Bagaimana jika tiba-tiba usaha yang anda bangun bertahun-tahun hancur dalam waktu tidak sampai satu jam? Anda bisa membayangkannya kan? Itulah yang dialami pengusaha muda sukses, Ferri Iskandar, pemilik toko sepatu adventure “The Trekkers”.

Setelah bertahun-tahun ia merintis usaha pertamanya, tahun 2006 gempa bumi meluluhlantakkan Jogja bagian selatan dan membuat usahanya hancur lebur.Saya mengenal beliau 1,5 tahun yang lalu. Waktu itu kami berdiskusi tentang internet marketing. Sejak itulah saya sedikit banyak tahu kisah jatuh bangunnya beliau dalam membangun sebuah bisnis.
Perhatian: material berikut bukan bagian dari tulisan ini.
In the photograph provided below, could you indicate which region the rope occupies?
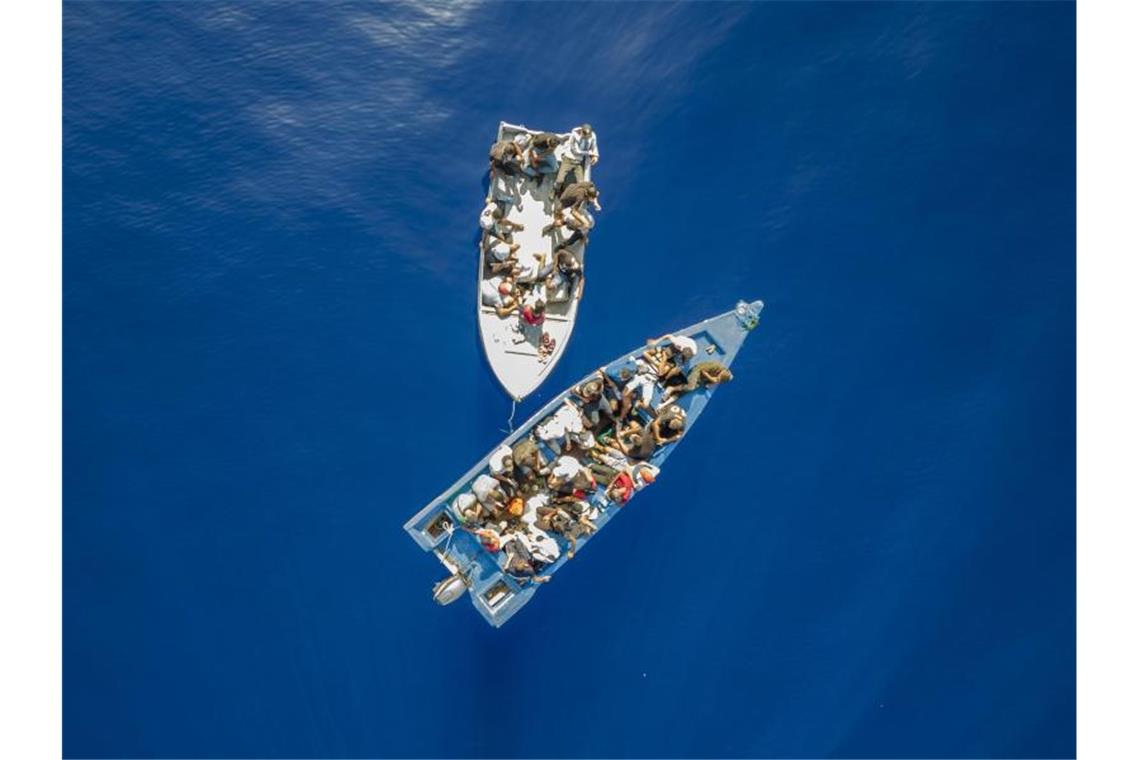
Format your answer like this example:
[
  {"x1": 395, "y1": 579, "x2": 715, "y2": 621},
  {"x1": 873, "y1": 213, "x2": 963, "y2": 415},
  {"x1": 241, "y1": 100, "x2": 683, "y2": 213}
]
[
  {"x1": 502, "y1": 399, "x2": 518, "y2": 434},
  {"x1": 441, "y1": 523, "x2": 455, "y2": 560}
]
Pada waktu terjadi gempa,  Ferri mencoba untuk tetap sabar dan mengalihkan pikirannya sejenak dari semua masalah yang sedang melilit usahanya. Ia membangun posko bantuan bagi korban gempa.

Setelah kondisi pasca gempa berangsur-angsur mulai normal, Ferri mulai teringat lagi kondisi usahanya yang sedang dilanda masalah akibat gempa. Ia merasa bahwa bidang yang digelutinya sudah tidak bisa lagi memberikan jalan untuk pencapaian keinginannya yang lebih tinggi.
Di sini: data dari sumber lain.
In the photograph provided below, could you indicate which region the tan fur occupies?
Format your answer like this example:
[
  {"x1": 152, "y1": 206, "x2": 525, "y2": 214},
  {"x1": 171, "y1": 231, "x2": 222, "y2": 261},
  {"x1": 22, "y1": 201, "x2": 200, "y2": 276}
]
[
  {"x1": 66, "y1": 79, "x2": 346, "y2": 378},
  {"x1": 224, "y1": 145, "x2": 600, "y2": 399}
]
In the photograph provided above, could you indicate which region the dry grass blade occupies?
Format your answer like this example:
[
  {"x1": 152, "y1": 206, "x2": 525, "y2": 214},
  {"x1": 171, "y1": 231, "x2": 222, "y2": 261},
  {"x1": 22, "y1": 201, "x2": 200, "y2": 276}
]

Dengan kondisi ekonomi yang terus menerus merosot, akhirnya ia memutuskan untuk bekerja. Sempat beberapa kali ia pindah kerja dari satu perusahaan ke perusahaan yang lain. Tapi tetap saja kesimpulannya sama. Dunia pekerjaan tidak bisa lagi mengakomodir cita-citanya yang terus berkembang.
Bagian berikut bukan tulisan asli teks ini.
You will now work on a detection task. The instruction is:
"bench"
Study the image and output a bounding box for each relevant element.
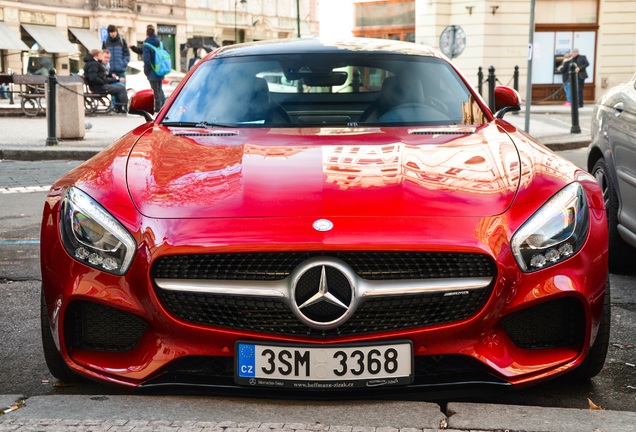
[0,74,47,116]
[0,74,114,116]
Setelah bergelut dengan keragu-raguan apakah ia bisa mendapatkan uang untuk bertahan hidup dan berhasil dalam dunia wirausaha, akhirnya Ferri membulatkan tekad untuk meninggalkan zona kenyamanan hidupnya. Ia memutuskan untuk tidak lagi mendapatkan gaji bulanan, keluar dari pekerjaannya, mulai membangun bisnis.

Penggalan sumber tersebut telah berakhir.